On 1/28/2026 8:02 PM, John Hubbard wrote:
> On 1/28/26 4:09 PM, Danilo Krummrich wrote:
>> On Wed Jan 28, 2026 at 4:27 PM CET, Joel Fernandes wrote:
>>> I will go over these concerns, just to clarify - do you mean forbidding
>>> *any* lock or do you mean only forbidding non-atomic locks? I believe we
>>> can avoid non-atomic locks completely - actually I just wrote a patch
>>> before I read this email to do just. If we are to forbid any locking at
>>> all, that might require some careful redesign to handle the above race
>>> afaics.
>>
>> It's not about the locks themselves, sleeping locks are fine too.
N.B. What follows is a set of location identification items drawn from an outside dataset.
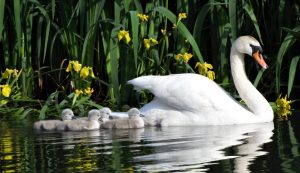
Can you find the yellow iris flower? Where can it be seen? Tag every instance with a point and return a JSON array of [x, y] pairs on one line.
[[69, 68], [124, 35], [205, 69], [6, 90], [163, 31], [3, 102], [143, 17], [185, 57], [89, 91], [150, 42], [283, 107], [74, 65], [182, 16], [91, 71], [78, 92], [211, 75], [84, 72]]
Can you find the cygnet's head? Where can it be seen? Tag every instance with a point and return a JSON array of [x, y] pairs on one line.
[[104, 114], [67, 114], [250, 46], [133, 112]]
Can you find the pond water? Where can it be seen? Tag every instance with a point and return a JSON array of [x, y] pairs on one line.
[[268, 147]]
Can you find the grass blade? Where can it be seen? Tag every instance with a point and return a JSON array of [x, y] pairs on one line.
[[250, 12], [2, 8], [232, 18], [288, 41], [18, 26], [199, 22], [184, 31], [135, 33], [292, 72]]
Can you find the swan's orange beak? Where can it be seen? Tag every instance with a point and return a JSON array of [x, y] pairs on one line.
[[260, 60]]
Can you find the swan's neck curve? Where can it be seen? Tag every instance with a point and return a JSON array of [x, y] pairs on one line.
[[255, 101]]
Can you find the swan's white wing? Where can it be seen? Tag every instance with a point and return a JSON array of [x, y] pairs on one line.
[[186, 92]]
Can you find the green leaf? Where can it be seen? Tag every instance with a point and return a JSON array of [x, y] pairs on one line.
[[18, 26], [182, 29], [288, 41], [292, 72], [232, 18], [250, 12], [198, 27], [135, 33], [2, 8]]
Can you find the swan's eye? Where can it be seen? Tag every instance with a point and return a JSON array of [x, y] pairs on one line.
[[256, 48]]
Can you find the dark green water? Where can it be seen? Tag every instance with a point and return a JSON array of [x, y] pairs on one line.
[[270, 147]]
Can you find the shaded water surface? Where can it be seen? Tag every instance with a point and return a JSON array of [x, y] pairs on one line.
[[269, 147]]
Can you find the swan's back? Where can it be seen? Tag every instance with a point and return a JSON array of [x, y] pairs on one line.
[[190, 92]]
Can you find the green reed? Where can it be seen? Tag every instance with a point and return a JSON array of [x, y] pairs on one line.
[[39, 36]]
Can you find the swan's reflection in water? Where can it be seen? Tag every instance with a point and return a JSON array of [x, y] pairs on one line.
[[191, 148], [163, 149]]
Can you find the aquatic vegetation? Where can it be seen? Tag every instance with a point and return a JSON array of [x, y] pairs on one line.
[[150, 42], [185, 57], [93, 35], [143, 17], [283, 107], [205, 69], [124, 35], [182, 16]]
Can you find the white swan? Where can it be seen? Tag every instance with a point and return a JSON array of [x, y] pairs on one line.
[[191, 99], [50, 125], [133, 121]]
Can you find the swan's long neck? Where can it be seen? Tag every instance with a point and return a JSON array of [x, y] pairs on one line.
[[255, 101]]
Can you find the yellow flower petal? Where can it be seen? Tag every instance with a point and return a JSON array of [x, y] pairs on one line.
[[91, 71], [163, 31], [182, 16], [124, 35], [6, 90], [147, 43], [209, 66], [69, 68], [127, 38], [211, 75], [143, 17], [7, 73], [89, 91], [153, 41], [283, 107], [178, 56], [78, 92], [76, 66], [3, 102], [84, 72], [186, 57]]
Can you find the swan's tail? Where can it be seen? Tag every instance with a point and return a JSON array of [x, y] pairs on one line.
[[140, 83]]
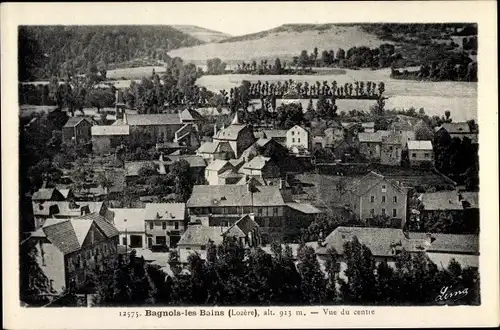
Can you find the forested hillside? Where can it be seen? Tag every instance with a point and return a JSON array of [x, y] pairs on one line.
[[45, 51]]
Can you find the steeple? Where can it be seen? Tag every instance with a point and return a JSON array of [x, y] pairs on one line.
[[235, 121]]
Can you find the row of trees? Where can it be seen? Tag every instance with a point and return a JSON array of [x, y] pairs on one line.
[[292, 89], [232, 276]]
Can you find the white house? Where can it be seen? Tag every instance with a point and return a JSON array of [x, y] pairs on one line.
[[132, 227], [298, 139]]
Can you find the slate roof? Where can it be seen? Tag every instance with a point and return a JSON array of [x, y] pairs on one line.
[[74, 121], [191, 114], [217, 165], [419, 145], [235, 195], [450, 243], [166, 211], [378, 240], [200, 235], [304, 208], [456, 128], [135, 219], [448, 200], [257, 163], [361, 186], [105, 130], [208, 147], [68, 235], [43, 194], [230, 133], [43, 209], [242, 227], [153, 119]]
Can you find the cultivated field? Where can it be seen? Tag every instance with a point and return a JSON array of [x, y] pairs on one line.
[[281, 43]]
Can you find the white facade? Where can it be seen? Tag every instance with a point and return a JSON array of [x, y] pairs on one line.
[[298, 138]]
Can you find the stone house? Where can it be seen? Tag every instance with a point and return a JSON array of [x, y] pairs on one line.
[[77, 130], [71, 249], [165, 223], [374, 195]]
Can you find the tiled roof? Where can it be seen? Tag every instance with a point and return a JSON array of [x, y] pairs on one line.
[[153, 119], [100, 130], [74, 121], [190, 114], [242, 227], [217, 165], [134, 219], [43, 209], [208, 147], [200, 235], [235, 195], [304, 208], [257, 163], [230, 133], [165, 211], [378, 240], [107, 227], [450, 243], [457, 128], [448, 200], [44, 194], [419, 145]]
It's about
>> holding locks that are held elsewhere when doing memory allocations that can
>> call back into MMU notifiers or the shrinker.
> 
> If you look at core kernel mm, you'll find a similar constraint: avoid
> holding any locks while allocating--unless you are in the reclaim code
> itself.
> 
> Especially when dealing with page tables.
> 
> So this is looking familiar to me and I agree with the constraint, fwiw.

Right, so similar to core kernel mm, we need to separate PT allocation from the
lock needed for PT writing. Essentially never allocating PT pages in the
dma-fence critical paths. We already have separate locks for both these (buddy
versus vmm), so it should be doable with some adjustments. I will study the
dma-fence further and revise patches. Thanks.